Will this be a bargain for someone.

http://www.ebay.co.uk/itm/FIAT-DUCA...with-awning-/331672688233?hash=item4d393b9669

tried editing heading but won't let me.


----------



## Harrers (Dec 21, 2011)

Access blocked in France!!

Malheureusement, l'accès à cet objet a été bloqué en raison de restrictions légales en vigueur dans certains pays. Conformément à ces restrictions, nous nous efforçons de bloquer l'affichage des objets concernés. Nous regrettons de vous informer que pour des raisons techniques, les utilisateurs ne pourront pas afficher certaines annonces qui ne relèvent pas de ces restrictions. Nous vous prions de nous excuser pour les désagréments occasionnés et nous espérons que vous trouverez d'autres objets intéressants sur eBay.


----------



## cabby (May 14, 2005)

Is that a true translation.>>

cabby


----------



## rayc (Jun 3, 2008)

The true translation "Unfortunately , access to this item has been blocked due to legal restrictions in certain countries. Under these restrictions, we strive to block the display of the objects concerned . We regret to inform you that for technical reasons , users can not view certain ads that do not fall under these restrictions. We apologize for the inconvenience and hope that you will find other interesting items on eBay" .


----------



## Harrers (Dec 21, 2011)

Ok, have looked at the advert on my phone now (international roaming thinks I'm in UK) and it's a very neat little van. Have been thinking about downsizing but this might be a downsize too far!

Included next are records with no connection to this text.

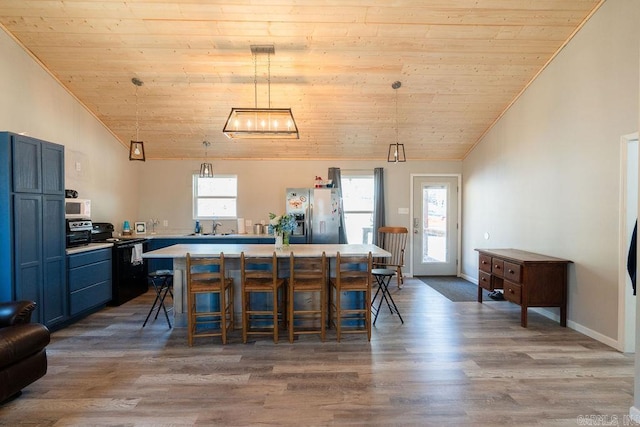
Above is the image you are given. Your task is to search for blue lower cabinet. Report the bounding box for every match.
[67,248,112,317]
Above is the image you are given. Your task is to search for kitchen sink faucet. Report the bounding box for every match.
[211,221,222,235]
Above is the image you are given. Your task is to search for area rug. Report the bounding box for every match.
[416,276,491,302]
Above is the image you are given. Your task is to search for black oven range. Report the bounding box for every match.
[91,222,149,306]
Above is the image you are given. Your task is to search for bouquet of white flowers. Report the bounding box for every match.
[269,213,296,235]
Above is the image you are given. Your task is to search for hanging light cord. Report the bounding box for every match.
[267,53,271,108]
[394,84,400,150]
[253,53,258,108]
[136,85,140,141]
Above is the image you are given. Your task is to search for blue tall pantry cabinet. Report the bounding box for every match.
[0,132,68,327]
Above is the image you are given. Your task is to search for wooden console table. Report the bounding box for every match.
[476,249,571,328]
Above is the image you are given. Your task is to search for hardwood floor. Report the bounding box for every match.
[0,279,634,426]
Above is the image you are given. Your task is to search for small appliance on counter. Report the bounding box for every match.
[122,221,131,236]
[66,219,93,248]
[91,222,149,305]
[64,197,91,219]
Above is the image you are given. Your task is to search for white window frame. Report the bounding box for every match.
[192,173,238,220]
[341,170,375,243]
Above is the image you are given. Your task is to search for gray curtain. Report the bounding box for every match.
[327,168,347,243]
[373,168,385,245]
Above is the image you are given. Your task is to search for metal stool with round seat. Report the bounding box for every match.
[371,268,404,325]
[142,270,173,329]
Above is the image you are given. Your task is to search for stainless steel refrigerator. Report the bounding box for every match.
[286,188,340,243]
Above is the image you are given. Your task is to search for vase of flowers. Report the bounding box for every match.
[269,213,296,249]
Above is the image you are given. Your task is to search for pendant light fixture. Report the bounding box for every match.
[129,77,145,162]
[387,81,407,163]
[222,45,300,139]
[200,141,213,178]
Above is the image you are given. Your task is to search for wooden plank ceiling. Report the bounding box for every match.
[0,0,601,161]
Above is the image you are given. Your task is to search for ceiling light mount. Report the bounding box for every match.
[129,77,145,162]
[387,81,407,163]
[222,45,300,139]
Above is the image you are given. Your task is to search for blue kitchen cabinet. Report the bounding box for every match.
[0,132,68,327]
[67,248,113,318]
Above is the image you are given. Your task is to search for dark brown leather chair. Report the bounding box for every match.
[0,301,51,404]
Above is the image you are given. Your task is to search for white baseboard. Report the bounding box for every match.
[460,274,624,352]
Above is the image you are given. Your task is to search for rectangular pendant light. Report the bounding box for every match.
[222,108,300,139]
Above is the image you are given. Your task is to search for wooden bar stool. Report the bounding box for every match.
[329,252,372,341]
[142,270,173,329]
[187,252,233,346]
[287,252,328,343]
[240,252,286,343]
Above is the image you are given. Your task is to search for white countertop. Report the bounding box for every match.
[132,234,274,239]
[67,243,113,255]
[142,243,391,258]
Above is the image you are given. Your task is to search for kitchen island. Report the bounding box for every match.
[142,243,391,327]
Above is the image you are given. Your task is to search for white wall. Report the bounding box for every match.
[136,159,462,233]
[0,30,140,226]
[462,0,640,341]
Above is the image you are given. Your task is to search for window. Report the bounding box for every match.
[193,174,238,219]
[341,171,373,243]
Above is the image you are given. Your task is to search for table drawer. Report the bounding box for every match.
[491,258,504,277]
[504,280,522,304]
[478,271,493,291]
[478,254,491,273]
[504,261,522,283]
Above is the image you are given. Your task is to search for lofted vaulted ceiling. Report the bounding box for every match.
[0,0,601,160]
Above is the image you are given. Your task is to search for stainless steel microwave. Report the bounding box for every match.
[64,199,91,219]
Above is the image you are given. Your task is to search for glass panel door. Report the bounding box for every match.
[413,176,458,276]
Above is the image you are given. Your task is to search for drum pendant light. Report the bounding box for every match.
[387,81,407,163]
[222,45,300,139]
[200,141,213,178]
[129,77,145,162]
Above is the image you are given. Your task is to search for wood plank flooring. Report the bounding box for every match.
[0,279,634,426]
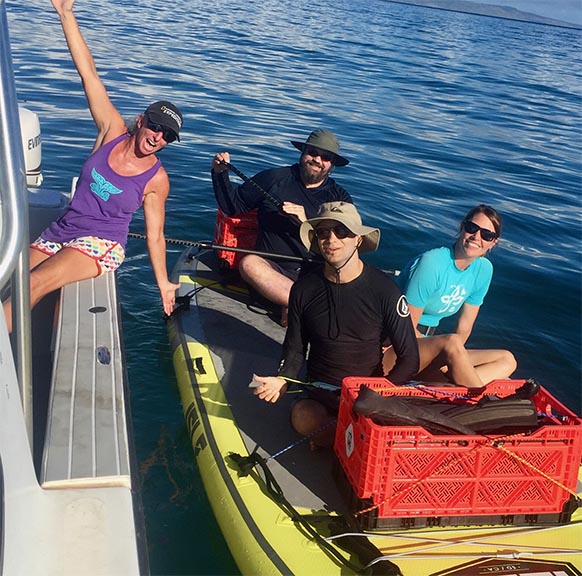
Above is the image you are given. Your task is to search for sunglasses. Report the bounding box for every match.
[313,224,356,240]
[145,116,178,144]
[304,146,334,162]
[463,220,499,242]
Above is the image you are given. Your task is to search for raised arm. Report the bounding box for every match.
[51,0,126,150]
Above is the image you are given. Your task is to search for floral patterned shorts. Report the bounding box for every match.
[30,236,125,275]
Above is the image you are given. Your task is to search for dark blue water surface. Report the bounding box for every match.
[8,0,582,574]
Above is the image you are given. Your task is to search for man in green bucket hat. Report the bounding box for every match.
[211,129,352,325]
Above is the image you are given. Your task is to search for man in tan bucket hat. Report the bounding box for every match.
[212,129,352,324]
[254,202,419,446]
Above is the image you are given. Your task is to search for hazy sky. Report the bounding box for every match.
[469,0,582,24]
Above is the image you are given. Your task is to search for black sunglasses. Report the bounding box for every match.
[145,116,178,144]
[304,146,334,162]
[313,224,356,240]
[463,220,499,242]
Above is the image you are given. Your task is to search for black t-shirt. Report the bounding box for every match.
[279,264,419,386]
[212,164,352,267]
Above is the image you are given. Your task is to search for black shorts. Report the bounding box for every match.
[293,386,341,417]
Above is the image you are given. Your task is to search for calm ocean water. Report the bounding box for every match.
[7,0,582,575]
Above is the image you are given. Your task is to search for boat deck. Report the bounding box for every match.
[41,274,131,487]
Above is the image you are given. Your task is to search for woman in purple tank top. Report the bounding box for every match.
[4,0,182,329]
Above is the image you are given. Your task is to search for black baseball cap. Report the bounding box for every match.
[145,100,184,141]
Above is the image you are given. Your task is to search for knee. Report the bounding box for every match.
[238,254,262,281]
[443,334,465,357]
[291,400,330,436]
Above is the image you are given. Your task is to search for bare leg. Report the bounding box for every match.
[291,399,335,448]
[239,254,293,307]
[383,334,490,388]
[2,248,99,332]
[467,350,517,383]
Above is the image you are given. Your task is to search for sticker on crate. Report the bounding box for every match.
[345,424,354,458]
[214,207,258,269]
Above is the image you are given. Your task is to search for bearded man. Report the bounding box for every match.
[211,130,352,325]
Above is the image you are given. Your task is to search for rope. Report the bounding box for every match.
[229,449,374,576]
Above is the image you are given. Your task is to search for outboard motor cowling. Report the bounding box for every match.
[18,106,42,188]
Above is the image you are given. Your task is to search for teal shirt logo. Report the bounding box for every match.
[90,168,123,202]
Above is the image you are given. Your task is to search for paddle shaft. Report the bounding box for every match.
[220,160,301,226]
[128,232,312,262]
[127,232,400,276]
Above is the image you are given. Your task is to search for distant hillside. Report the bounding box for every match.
[386,0,582,30]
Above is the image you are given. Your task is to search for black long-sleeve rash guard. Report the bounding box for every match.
[279,265,419,386]
[211,164,352,268]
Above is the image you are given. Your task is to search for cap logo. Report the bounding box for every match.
[161,106,182,128]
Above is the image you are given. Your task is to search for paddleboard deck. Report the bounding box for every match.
[168,248,582,576]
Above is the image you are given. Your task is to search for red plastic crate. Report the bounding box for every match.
[334,377,582,518]
[214,208,258,268]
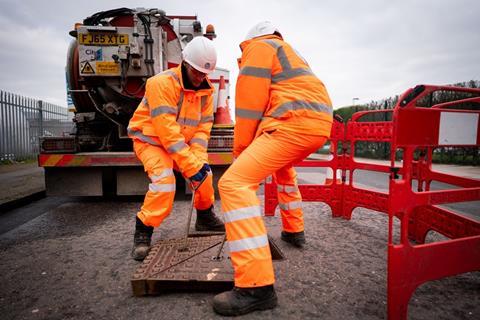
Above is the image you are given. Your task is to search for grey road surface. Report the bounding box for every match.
[0,170,480,320]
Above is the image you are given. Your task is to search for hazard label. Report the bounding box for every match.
[96,61,120,75]
[80,62,95,74]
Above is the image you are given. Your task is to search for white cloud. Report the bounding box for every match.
[0,0,480,107]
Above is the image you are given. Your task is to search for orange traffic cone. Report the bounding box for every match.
[214,76,233,124]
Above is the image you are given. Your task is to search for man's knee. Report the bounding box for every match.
[218,171,234,195]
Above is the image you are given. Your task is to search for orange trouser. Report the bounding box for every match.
[219,130,327,288]
[133,140,214,227]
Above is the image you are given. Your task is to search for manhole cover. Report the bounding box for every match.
[132,234,283,296]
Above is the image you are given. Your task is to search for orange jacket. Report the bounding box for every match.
[233,35,333,156]
[128,65,213,178]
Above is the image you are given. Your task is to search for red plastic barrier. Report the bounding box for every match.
[387,86,480,319]
[265,85,480,319]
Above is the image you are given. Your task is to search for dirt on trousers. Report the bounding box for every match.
[0,200,480,320]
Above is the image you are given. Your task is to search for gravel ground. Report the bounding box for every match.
[0,200,480,320]
[0,163,45,205]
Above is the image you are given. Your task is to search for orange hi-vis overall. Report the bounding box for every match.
[128,65,214,227]
[219,35,333,288]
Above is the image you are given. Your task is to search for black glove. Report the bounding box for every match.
[190,163,212,182]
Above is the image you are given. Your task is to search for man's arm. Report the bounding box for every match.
[233,41,275,157]
[190,94,213,163]
[145,77,203,177]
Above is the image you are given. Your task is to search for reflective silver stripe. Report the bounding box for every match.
[150,169,173,182]
[190,138,208,148]
[277,47,292,71]
[200,116,213,123]
[148,183,175,192]
[177,118,200,127]
[128,128,161,146]
[161,70,180,82]
[190,138,208,148]
[177,90,184,120]
[228,235,268,252]
[150,106,177,118]
[235,107,263,120]
[223,206,262,223]
[240,66,272,79]
[200,96,208,111]
[263,40,292,71]
[167,140,188,153]
[278,201,302,210]
[277,184,298,193]
[270,100,333,118]
[272,68,315,83]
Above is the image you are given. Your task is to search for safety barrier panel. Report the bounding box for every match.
[265,85,480,319]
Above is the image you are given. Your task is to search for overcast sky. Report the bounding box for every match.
[0,0,480,108]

Still don't understand why this can't be accessed in France.


----------



## eurajohn (May 9, 2005)

Harrers said:


> Still don't understand why this can't be accessed in France.


Living in France I get that message very often when trying to access a non France eBay page by following a link, even when logged in with my UK account details.
If you open eBay with your normal account details and then put in the reference number (if you can get it) of the item you wish to view you will be able to see it.

Allegedly it is to stop counterfeit and doubtful trading.

.


----------



## BillCreer (Jan 23, 2010)

rayc said:


> Be interesting to see what it goes for assuming its genuine of course.
> Strange that it also appears on ebay at classified ad price of £13000 with a completely different seller who lives in a completely different part of the country from Girvan
> 
> http://www.ebay.co.uk/itm/Fiat-Ducato-Lunar-Champ-520-2-0-JTD-2003-/271998962887?hash=item3f5466ccc7


What makes you think it's the same van?


----------



## rayc (Jun 3, 2008)

BillCreer said:


> What makes you think it's the same van?


Sorry about that. I wrote the post, checked closer and thought I had not posted it?? I can't see it now so it appears it is deleted.


----------